Everyone by now has heard that vice-president Dick Cheney has issued proclamations that he and his office are not part of the Executive branch of the U.S. Government, all evidence in the US Constitution to the contrary. Specifically, Article II, which defines the Executive Branch of the US Government states in section 1:
Article II, Section 1. The executive Power shall be vested in a President of the United States of America. He shall hold his Office during the Term of four Years, and, together with the Vice President, chosen for the same Term, be elected, as follows:”
Now, I don’t intend to ignore the rest of the Constitution (as others in the Bush administration seem to do at will). Article I of the Constitution defines the Legislative branch of the US Government, and yes, Virgina, you guessed it: Article III defines the Judicial Branch.
But for now, let’s stick with Article I (Legislative). About halfway through section 3, there is a single-sentence paragraph, which states::
“The Vice President of the United States shall be President of the Senate, but shall have no Vote, unless they be equally divided.”
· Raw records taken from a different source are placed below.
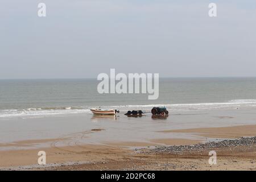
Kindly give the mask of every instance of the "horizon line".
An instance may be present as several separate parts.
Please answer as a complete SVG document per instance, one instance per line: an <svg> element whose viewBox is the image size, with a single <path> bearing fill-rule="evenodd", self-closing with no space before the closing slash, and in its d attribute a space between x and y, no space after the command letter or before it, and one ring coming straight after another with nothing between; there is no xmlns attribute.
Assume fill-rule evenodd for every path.
<svg viewBox="0 0 256 182"><path fill-rule="evenodd" d="M256 78L254 76L192 76L192 77L159 77L159 78ZM96 79L97 77L84 78L0 78L0 80L82 80Z"/></svg>

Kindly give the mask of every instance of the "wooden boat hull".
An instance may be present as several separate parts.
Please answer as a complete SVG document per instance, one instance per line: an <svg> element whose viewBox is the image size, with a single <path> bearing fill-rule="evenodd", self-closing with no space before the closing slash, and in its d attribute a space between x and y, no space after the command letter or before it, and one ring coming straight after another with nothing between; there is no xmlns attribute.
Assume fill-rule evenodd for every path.
<svg viewBox="0 0 256 182"><path fill-rule="evenodd" d="M94 114L101 114L101 115L114 115L115 114L115 111L114 110L100 110L91 109L90 111Z"/></svg>

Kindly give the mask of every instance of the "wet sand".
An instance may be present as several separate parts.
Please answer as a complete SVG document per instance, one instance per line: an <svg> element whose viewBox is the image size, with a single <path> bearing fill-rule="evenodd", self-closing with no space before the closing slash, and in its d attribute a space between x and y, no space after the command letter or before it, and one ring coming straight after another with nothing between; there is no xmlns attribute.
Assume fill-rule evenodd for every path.
<svg viewBox="0 0 256 182"><path fill-rule="evenodd" d="M164 130L160 132L191 133L193 135L207 138L238 138L242 136L255 136L256 125Z"/></svg>
<svg viewBox="0 0 256 182"><path fill-rule="evenodd" d="M217 139L254 136L255 114L254 110L234 110L177 111L168 117L146 114L133 118L120 113L113 117L74 114L11 118L0 121L0 167L161 170L241 167L250 170L253 169L251 161L255 158L254 146L235 147L232 156L229 155L230 148L217 148L222 154L220 166L216 168L205 160L209 159L208 151L202 151L203 155L194 152L177 155L138 151L159 146L193 145ZM48 164L37 164L39 151L46 152ZM232 160L239 163L233 164Z"/></svg>

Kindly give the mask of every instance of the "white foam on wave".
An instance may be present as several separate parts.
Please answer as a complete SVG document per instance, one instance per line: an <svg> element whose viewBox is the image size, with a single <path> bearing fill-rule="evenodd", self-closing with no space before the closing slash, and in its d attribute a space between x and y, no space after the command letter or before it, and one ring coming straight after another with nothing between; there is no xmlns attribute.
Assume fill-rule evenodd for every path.
<svg viewBox="0 0 256 182"><path fill-rule="evenodd" d="M73 109L67 107L65 109L28 108L26 109L8 109L0 110L0 118L15 117L33 117L39 115L51 115L57 114L68 114L78 113L89 113L90 111L87 109Z"/></svg>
Anyone familiar with any parliamentary procedure such as Robert’s Rules, for instance, knows that the”president” or chairman of the parliamentary meeting is simply a moderator. And most of the time, the VP is absent anyway, showing up only to cast a tie-breaking vote on issues important to the executive branch. I certainly wouldn’t call this function legislative in nature, but merely ceremonial and occasionally tie-breaking.
No so for “Tricky Dick” Cheney, though. Little things such as historical precedent and the US Constitution are but minor inconveniences to be brushed aside. When it was discovered that Tricky Dick was ignoring a Bush Executive Order regarding the handling of classified information, he self-righteously proclaimed, “The office of the Vice-president is not an Executive Branch entity!!”
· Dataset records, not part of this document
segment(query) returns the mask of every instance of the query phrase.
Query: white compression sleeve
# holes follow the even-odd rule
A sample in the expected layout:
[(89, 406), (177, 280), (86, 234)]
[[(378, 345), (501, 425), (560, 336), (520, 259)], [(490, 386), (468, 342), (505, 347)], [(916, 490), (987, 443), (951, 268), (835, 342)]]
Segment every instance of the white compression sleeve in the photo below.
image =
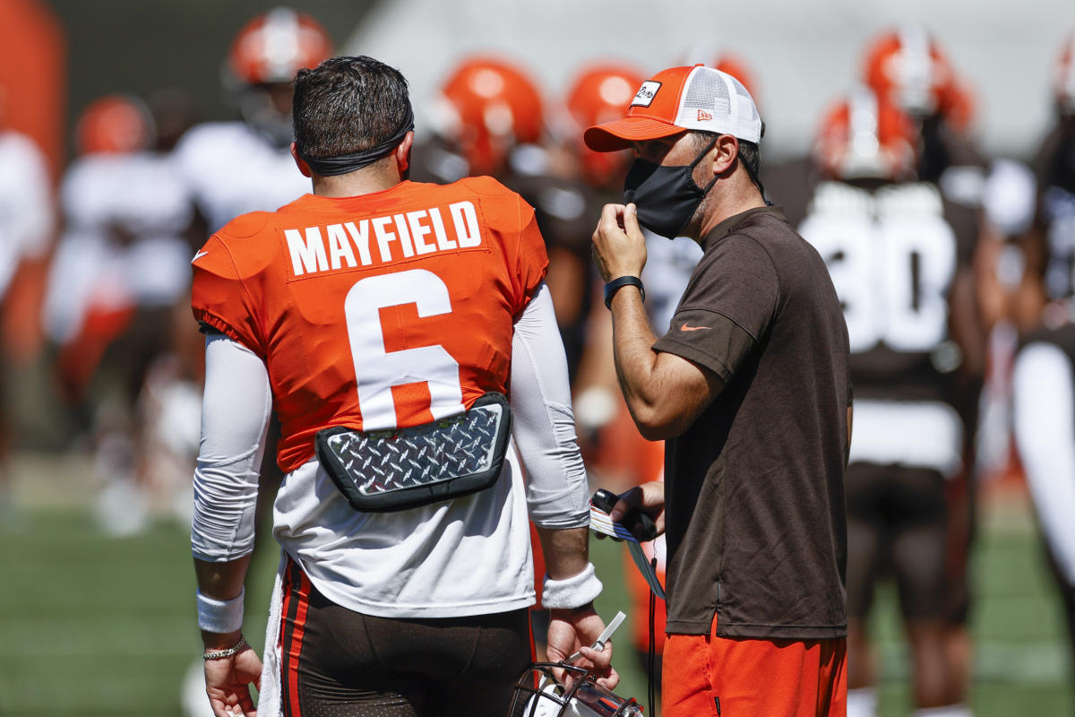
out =
[(588, 526), (589, 485), (576, 443), (568, 362), (544, 284), (515, 322), (511, 405), (530, 519), (541, 528)]
[(254, 550), (254, 508), (271, 415), (272, 390), (261, 359), (225, 335), (207, 336), (190, 526), (199, 560), (233, 560)]
[(1030, 494), (1054, 558), (1075, 585), (1075, 386), (1063, 350), (1032, 343), (1019, 352), (1013, 392)]

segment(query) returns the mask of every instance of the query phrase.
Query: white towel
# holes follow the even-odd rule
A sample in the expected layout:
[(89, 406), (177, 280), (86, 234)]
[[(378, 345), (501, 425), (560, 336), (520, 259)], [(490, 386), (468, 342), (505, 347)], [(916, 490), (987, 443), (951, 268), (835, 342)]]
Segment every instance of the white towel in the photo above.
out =
[(280, 568), (272, 586), (269, 601), (269, 623), (266, 626), (266, 651), (261, 658), (261, 691), (258, 692), (258, 717), (281, 717), (280, 685), (280, 620), (281, 605), (284, 603), (284, 565), (287, 555), (280, 551)]

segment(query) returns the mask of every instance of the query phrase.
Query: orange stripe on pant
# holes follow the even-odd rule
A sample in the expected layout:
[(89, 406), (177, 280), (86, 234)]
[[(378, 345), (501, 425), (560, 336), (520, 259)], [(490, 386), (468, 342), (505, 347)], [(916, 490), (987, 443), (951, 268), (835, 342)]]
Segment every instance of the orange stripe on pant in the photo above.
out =
[(847, 643), (669, 635), (663, 717), (844, 717)]
[(284, 605), (281, 611), (281, 687), (284, 714), (301, 717), (299, 704), (299, 657), (305, 635), (306, 608), (310, 605), (310, 578), (290, 558), (284, 569)]

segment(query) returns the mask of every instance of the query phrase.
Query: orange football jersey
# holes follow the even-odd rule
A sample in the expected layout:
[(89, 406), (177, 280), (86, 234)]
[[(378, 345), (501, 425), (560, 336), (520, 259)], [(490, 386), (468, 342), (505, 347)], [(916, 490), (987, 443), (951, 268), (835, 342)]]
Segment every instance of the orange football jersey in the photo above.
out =
[(260, 356), (297, 469), (329, 426), (403, 428), (507, 392), (512, 325), (548, 259), (496, 180), (305, 195), (245, 214), (195, 257), (195, 318)]

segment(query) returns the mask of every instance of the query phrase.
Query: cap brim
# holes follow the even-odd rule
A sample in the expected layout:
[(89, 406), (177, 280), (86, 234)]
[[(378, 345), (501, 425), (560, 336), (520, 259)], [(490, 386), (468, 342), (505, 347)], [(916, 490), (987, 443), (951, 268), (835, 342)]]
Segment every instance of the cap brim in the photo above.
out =
[(686, 131), (653, 117), (624, 117), (603, 125), (594, 125), (583, 133), (583, 141), (593, 152), (627, 149), (632, 142), (645, 142)]

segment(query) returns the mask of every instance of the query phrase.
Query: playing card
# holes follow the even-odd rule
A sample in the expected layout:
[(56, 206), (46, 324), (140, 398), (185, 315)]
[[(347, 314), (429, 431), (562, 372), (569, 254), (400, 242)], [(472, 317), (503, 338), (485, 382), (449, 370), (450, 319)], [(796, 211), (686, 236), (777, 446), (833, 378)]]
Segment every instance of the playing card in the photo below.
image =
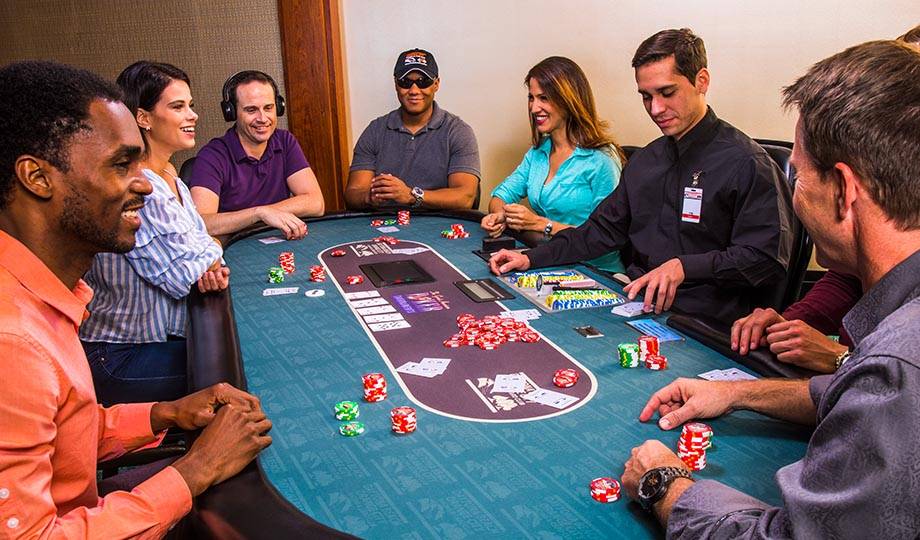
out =
[(300, 287), (278, 287), (277, 289), (265, 289), (262, 296), (278, 296), (279, 294), (295, 294)]
[[(374, 309), (374, 308), (367, 308)], [(401, 328), (410, 328), (412, 325), (406, 321), (387, 321), (382, 323), (370, 323), (367, 325), (368, 328), (373, 332), (385, 332), (387, 330), (399, 330)]]
[(503, 392), (523, 392), (524, 391), (524, 374), (509, 373), (495, 376), (495, 383), (492, 385), (492, 393)]

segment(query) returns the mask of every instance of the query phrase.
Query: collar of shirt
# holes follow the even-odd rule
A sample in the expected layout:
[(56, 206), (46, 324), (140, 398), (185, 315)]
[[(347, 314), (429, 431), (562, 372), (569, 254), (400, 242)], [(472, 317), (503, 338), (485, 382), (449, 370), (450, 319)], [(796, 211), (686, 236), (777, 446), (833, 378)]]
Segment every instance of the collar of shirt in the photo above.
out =
[(80, 326), (89, 316), (86, 306), (93, 298), (89, 285), (81, 279), (72, 291), (68, 290), (41, 259), (4, 231), (0, 231), (0, 267), (32, 294), (67, 316), (75, 326)]
[(843, 318), (855, 345), (899, 307), (920, 296), (920, 250), (892, 268)]
[(683, 159), (692, 150), (704, 148), (716, 136), (719, 118), (712, 107), (706, 107), (706, 114), (693, 129), (680, 139), (668, 137), (668, 151), (674, 160)]
[[(390, 111), (390, 114), (387, 115), (387, 129), (409, 133), (409, 130), (403, 126), (401, 110), (402, 109), (396, 109), (395, 111)], [(438, 129), (441, 127), (441, 124), (444, 123), (444, 118), (446, 116), (444, 111), (441, 110), (441, 107), (438, 107), (438, 102), (435, 101), (431, 104), (431, 118), (428, 119), (428, 123), (425, 124), (425, 127), (415, 132), (415, 135), (420, 135), (429, 129)]]
[(242, 163), (244, 161), (253, 161), (260, 163), (268, 159), (268, 156), (271, 154), (277, 154), (282, 150), (281, 143), (278, 142), (278, 130), (272, 133), (272, 136), (268, 138), (268, 146), (265, 147), (265, 153), (262, 154), (262, 157), (256, 159), (250, 157), (246, 153), (246, 150), (243, 149), (243, 143), (240, 142), (240, 136), (236, 133), (236, 124), (234, 124), (230, 129), (227, 130), (227, 133), (224, 134), (224, 141), (227, 143), (227, 148), (230, 149), (230, 155), (233, 156), (233, 161), (237, 163)]

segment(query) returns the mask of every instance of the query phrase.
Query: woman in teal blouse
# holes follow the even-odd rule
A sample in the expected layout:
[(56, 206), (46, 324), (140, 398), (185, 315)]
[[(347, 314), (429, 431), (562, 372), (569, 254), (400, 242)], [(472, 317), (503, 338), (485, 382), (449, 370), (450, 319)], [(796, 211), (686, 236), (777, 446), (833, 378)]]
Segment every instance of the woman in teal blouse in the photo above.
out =
[[(616, 187), (625, 158), (597, 117), (591, 86), (578, 64), (551, 56), (531, 68), (524, 83), (533, 148), (492, 191), (482, 228), (490, 236), (507, 227), (549, 238), (588, 219)], [(519, 204), (525, 197), (533, 210)], [(617, 252), (589, 262), (623, 271)]]

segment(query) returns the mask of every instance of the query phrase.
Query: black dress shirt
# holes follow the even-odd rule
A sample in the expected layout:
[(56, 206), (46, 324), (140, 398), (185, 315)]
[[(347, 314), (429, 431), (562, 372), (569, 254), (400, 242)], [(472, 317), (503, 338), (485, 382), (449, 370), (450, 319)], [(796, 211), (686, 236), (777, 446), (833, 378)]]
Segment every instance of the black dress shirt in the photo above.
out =
[[(681, 219), (687, 187), (703, 190), (699, 223)], [(526, 253), (540, 267), (620, 250), (632, 279), (676, 257), (685, 281), (674, 307), (732, 322), (758, 307), (758, 288), (786, 275), (791, 200), (766, 151), (708, 109), (679, 140), (661, 137), (636, 152), (581, 226)]]

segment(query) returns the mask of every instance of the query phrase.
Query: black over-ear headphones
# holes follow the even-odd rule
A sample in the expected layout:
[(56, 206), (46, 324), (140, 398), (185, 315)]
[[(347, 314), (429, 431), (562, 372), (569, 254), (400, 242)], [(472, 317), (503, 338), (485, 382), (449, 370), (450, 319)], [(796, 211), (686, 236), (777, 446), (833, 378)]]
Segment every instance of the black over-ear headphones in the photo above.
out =
[[(253, 76), (256, 77), (253, 78)], [(268, 79), (269, 84), (272, 85), (272, 89), (275, 91), (275, 112), (278, 116), (284, 114), (284, 96), (278, 91), (278, 84), (275, 82), (275, 79), (272, 79), (271, 76), (265, 72), (248, 69), (246, 71), (234, 73), (227, 79), (227, 82), (224, 83), (224, 87), (220, 91), (220, 112), (223, 113), (224, 120), (227, 122), (236, 121), (236, 87), (247, 79), (261, 81), (263, 77)]]

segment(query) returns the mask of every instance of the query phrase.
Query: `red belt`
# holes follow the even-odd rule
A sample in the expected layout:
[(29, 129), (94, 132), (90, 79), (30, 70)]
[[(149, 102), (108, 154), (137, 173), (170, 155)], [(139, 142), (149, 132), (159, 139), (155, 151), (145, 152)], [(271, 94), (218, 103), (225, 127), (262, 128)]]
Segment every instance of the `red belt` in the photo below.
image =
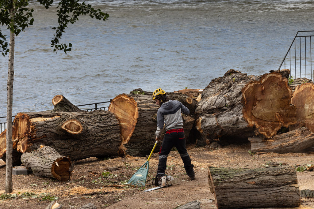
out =
[(170, 133), (173, 132), (183, 132), (183, 128), (176, 128), (175, 129), (171, 129), (166, 132), (166, 133)]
I can just imagine Tricky Dick’s lawyers huddled late into the night at the (Executive branch) White House (where Tricky has an office), disassembling and reassembling out-of-context pieces of the Constitution to create the whimsical argument that the vice-president is not really the second-in-command of the Executive Branch, but is really a Legislator. After all, that’s what lawyers do to win cases. But of course, in this case, these lawyers are being paid with YOUR taxpayer dollars. Think about that.
Now, only the most fanatical neocons bought this fabricated argument (along with their weekly dose of Tricky Dick’s Snake Oil). But when Congress threatened to cut of the vice-president’s office funding, the White House (where Tricky Dick has his office), backed it down, claiming that the “rationale has been the view of the vice-president’s lawyers, not Cheney himself”.
I guess the White House had no choice, because in 2001 they claimed that probing into Cheney’s energy task force meetings “would constitutionally interfere with the functioning of the executive branch”.
Okay. End of issue, right? Nope. Try again.
Tricky Dick isn’t Tricky Dick for nothing, y’know. In a recent interview with Mark Knoller of CBS News, Tricky Dick again refused to admit he was a member of the Executive branch of the U.S. Government. When pressed by Knoller about being primarily a member of the Executive branch, Tricky Dick replied, “I suppose you could argue it either way. The fact is that I do work in both branches.” The interview can be heard here.
Tricky Dick also said that the vice-president is a “unique creature”.
I looked in the Constitution. I read every single word. I could not find “unique creature” anywhere.
It must be written in the Constitution in that ultra-secret, normally invisible “decoder ring” ink that also gives the executive branch unlimited power to violate federal law, torture prisoners, suspend habeas corpus indefinitely, spy on private U.S. citizens (and now confiscate private property and assets) without a warrant, and declare legitimate protesters as “unpatriotic” and “traitors”, simply because they disagree with the executive branch’s policies.